Snapshots can declare what they require at runtime:

const snap = await ks.agents.upload({
  name: "email-agent",
  entrypoint: ["python", "main.py"],
  runtime: "python3.12",
  bundle: tarballBytes,
  auth: {
    required_env: ["ANTHROPIC_API_KEY", "STRIPE_KEY"],
    config_files: [
      { path: ".env", template: "ANTHROPIC_API_KEY={{secrets.ANTHROPIC_API_KEY}}\nSTRIPE_KEY={{secrets.STRIPE_KEY}}" },
    ],
    egress: {
      "api.anthropic.com": ["443"],
    },
  },
});
FieldMeaning
required_envEnv vars the agent needs. Sandbox boot fails if any are missing.
config_filesFiles to template into the sandbox at boot, with secret substitution.
egressHosts the agent expects to reach — auto-added to network.egress.allow if compatible with the spec's network policy.

auth is enforced at sandbox boot. A spec that creates a sandbox from a snapshot whose required_env is unmet fails before the agent runs.

Patterns

Bundle workflow

For Python:

cd email-agent/
tar -czf dist/email-agent.tar.gz \
    --exclude='__pycache__' \
    --exclude='*.pyc' \
    --exclude='.git' \
    --exclude='dist' \
    .

For Node:

cd email-agent/
npm ci --omit=dev
tar -czf dist/email-agent.tar.gz \
    --exclude='*.log' \
    --exclude='.git' \
    --exclude='dist' \
    .

For Go:

cd email-agent/
go build -o agent ./cmd/agent
tar -czf dist/email-agent.tar.gz agent
# entrypoint: ["./agent"]

CI: upload on tag

# .github/workflows/release.yml
- name: Build and upload snapshot
  run: |
    tar -czf agent.tar.gz .
    npx ks agents upload email-agent agent.tar.gz \
      --entrypoint "node dist/main.js" \
      --tag $GITHUB_REF_NAME

After every release tag, a fresh snapshot is uploaded. Specs that use snapshot: email-agent automatically pick up the latest.

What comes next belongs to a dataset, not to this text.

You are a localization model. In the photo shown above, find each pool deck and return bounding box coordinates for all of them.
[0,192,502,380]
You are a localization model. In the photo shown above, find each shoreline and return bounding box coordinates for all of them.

Per-PR ephemeral snapshots

# .github/workflows/pr.yml
- name: Build and run regression eval
  run: |
    SNAP_NAME="email-agent-pr-${{github.event.number}}"
    tar -czf agent.tar.gz .
    npx ks agents upload $SNAP_NAME agent.tar.gz --entrypoint "node dist/main.js"
    
    cat > spec.yaml <<EOF
    version: 1
    id: pr-eval
    base: ubuntu:24.04
    agent: { type: snapshot, snapshot: $SNAP_NAME }
    invariants: { ... }
    EOF
    
    npx ks eval run spec.yaml

Spin up a snapshot per PR, run regression evals, throw it away on merge or close.

Pinning for reproducibility

# specs/regression-v2.yaml
agent:
  type: snapshot
  snapshot_id: snap_abc123def456...      # exact bytes — never changes

Useful for archival regression specs that should produce identical results six months from now.

Storage limits

LimitDefaultConfigurable on self-hosted?
Snapshot size100 MBYes (agents.max_size)
Versions per agent100Yes (agents.max_versions)
Storage retentionindefiniteYes (TTL via retention.snapshots)

Old versions can be deleted with agents.delete() — you can't undelete, but you can re-upload the same bytes (it gets the same digest, new version row).